Richard Hope, a member of the English Army, founded the Hope Estate in the 1660s. It was first a cattle-mill. Given permission to operate a watermill along Hope River to grind sugar cane in 1752, it became a sugar plantation. It was called the Hope Plantation. The estate grew and in 1826 it was called Hope Estate.

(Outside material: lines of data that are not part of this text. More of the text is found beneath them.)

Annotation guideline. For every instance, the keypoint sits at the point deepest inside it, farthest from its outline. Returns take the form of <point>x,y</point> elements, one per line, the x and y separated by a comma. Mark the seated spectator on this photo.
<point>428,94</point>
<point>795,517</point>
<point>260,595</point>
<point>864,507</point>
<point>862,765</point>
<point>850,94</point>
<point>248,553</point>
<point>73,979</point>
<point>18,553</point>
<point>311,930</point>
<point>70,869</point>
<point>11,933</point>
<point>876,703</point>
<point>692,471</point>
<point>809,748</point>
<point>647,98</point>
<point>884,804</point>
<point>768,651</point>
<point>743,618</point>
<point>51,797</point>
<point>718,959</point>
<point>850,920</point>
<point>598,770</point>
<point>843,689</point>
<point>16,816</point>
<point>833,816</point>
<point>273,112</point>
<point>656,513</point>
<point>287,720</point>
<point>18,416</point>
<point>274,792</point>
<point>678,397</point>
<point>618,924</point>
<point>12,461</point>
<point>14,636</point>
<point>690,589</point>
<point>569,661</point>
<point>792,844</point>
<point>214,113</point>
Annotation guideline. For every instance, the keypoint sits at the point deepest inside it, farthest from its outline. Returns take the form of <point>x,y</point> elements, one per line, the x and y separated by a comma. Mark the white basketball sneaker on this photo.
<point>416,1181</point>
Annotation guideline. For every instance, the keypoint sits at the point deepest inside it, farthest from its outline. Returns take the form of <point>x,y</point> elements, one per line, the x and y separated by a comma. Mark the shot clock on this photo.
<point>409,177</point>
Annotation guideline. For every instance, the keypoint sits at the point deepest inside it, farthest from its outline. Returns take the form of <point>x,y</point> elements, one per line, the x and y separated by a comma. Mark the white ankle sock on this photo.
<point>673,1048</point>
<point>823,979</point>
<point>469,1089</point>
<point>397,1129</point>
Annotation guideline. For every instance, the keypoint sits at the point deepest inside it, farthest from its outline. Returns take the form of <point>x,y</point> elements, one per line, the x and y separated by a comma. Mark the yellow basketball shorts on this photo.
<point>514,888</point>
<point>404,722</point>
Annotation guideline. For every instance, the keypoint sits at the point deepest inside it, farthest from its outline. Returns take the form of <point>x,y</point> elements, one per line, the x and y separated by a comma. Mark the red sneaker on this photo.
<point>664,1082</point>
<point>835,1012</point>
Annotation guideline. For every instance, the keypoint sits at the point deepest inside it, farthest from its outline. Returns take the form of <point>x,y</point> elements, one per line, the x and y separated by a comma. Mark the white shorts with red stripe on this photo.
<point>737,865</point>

===Hope Botanical Gardens and Hope Zoo===

The Hope Botanical Gardens and the Hope Zoo, located on Old Hope Road, include a botanical garden, orchid house, and stone aqueduct. There is also a children's amusement park and a zoo. They are located on what was formerly the Hope Estate. In 1881, the government acquired the land and laid out the gardens. In 1953, the Royal Botanical Gardens were formed for a visit by Queen Elizabeth II. The botanical gardens are the largest in the Caribbean.

== Places of interest==
- Religious: Anglican, Roman Catholic, Church of God, Apostolic/Pentecostal Seventh-day Adventist, New Testament, Methodist, the seat of the Roman Catholic Archdiocese in Jamaica, a Methodist cemetery, and an Anglican columbarium;
- Commercial: Three large scale and more small-scale shopping malls, three banks, a building society, a Post Office and mall with many supermarkets and shops;
- Educational: two major universities, seven secondary schools, Campion College, Jamaica College, Priory High (closed in 2007), Ardenne High, American International School of Kingston, Papine High and Mona High, and five primary schools, New Providence Primary, Sts. Peter and Paul Preparatory, Priory Prep. (closed), Mona Prep. & Mona Primary; three basic schools, Providence Methodist Early Childhood Institution, Shady Grove Basic School and NWC Basic School.
- The Society for the Blind H.Q.;
- The US Embassy in Jamaica.

== Facts ==
- Postal code: Kingston 6
- Population: approximately 10,000
- Oldest building in Liguanea: the triangular Fabricare cleaning building.
- Oldest institution: Providence Methodist Church on Old Hope Road, between Liguanea Lane Plaza and Photo Express.
- Notable dates: The day the Guango tree was cut down, 1997

The following places are within three miles of Matilda's Corner:
- Ministry of Agriculture and Mining,
- Management Institute of National Development (MIND),
- The University of the West Indies - known for schools of Medicine, and other Sciences,
- The University of Technology, Jamaica - known for schools of Engineering, Computing, Architecture and Pharmacy,
- The National Chest Hospital,
- The University Hospital of the West Indies,
- Andrews Memorial Hospital,
- Campion College
- Jamaica 4-H Clubs
- Kingsway United Church,
- Andrews Seventh-day Adventist Church,
- St. Andrew Parish Church,
- St. Margaret's Church - Anglican,
- Sts. Peter and Paul Church - Roman Catholic,
- St. Thomas Aquinas Centre - Roman Catholic,
- Church of the Ascension - Anglican,
- Mona Baptist Church,
- The Office of the Commissioner of the Jamaica Constabulary Force (soon to be relocated on Duke Street, Downtown),
- Carberry Special School,
- Lister Mair School for the Deaf,
- National Children's Home,
- The Chinese Benevolence Association (CBA) building
- Vocational Technical Development Institute.
- The Water Resources Authority of Jamaica

==Economy==
The Caribbean Airlines/Air Jamaica office is in Liguanea.

==Amenities==
- Royal Botanical Gardens & Zoo - home to lush gardens, ponds, and Jamaica's only lions
- Vale Royal - official residence of the Prime Minister
- Jamaica House - office of the Prime Minister
- King's House - official residence of the Governor-General
- Liguanea Post Mall - shopping centre
- Contemporary Arts Centre
- Saint Peter & Paul Church
- Jamaica Carnival - road march through the streets of Liguanea, Half-Way-Tree and New Kingston the Sunday after Easter
- Joker's Wild/Bacchanal J'ouvert - road march through the streets of Liguanea and New Kingston the Friday after Easter
- Liguanea Arts Festival held annually.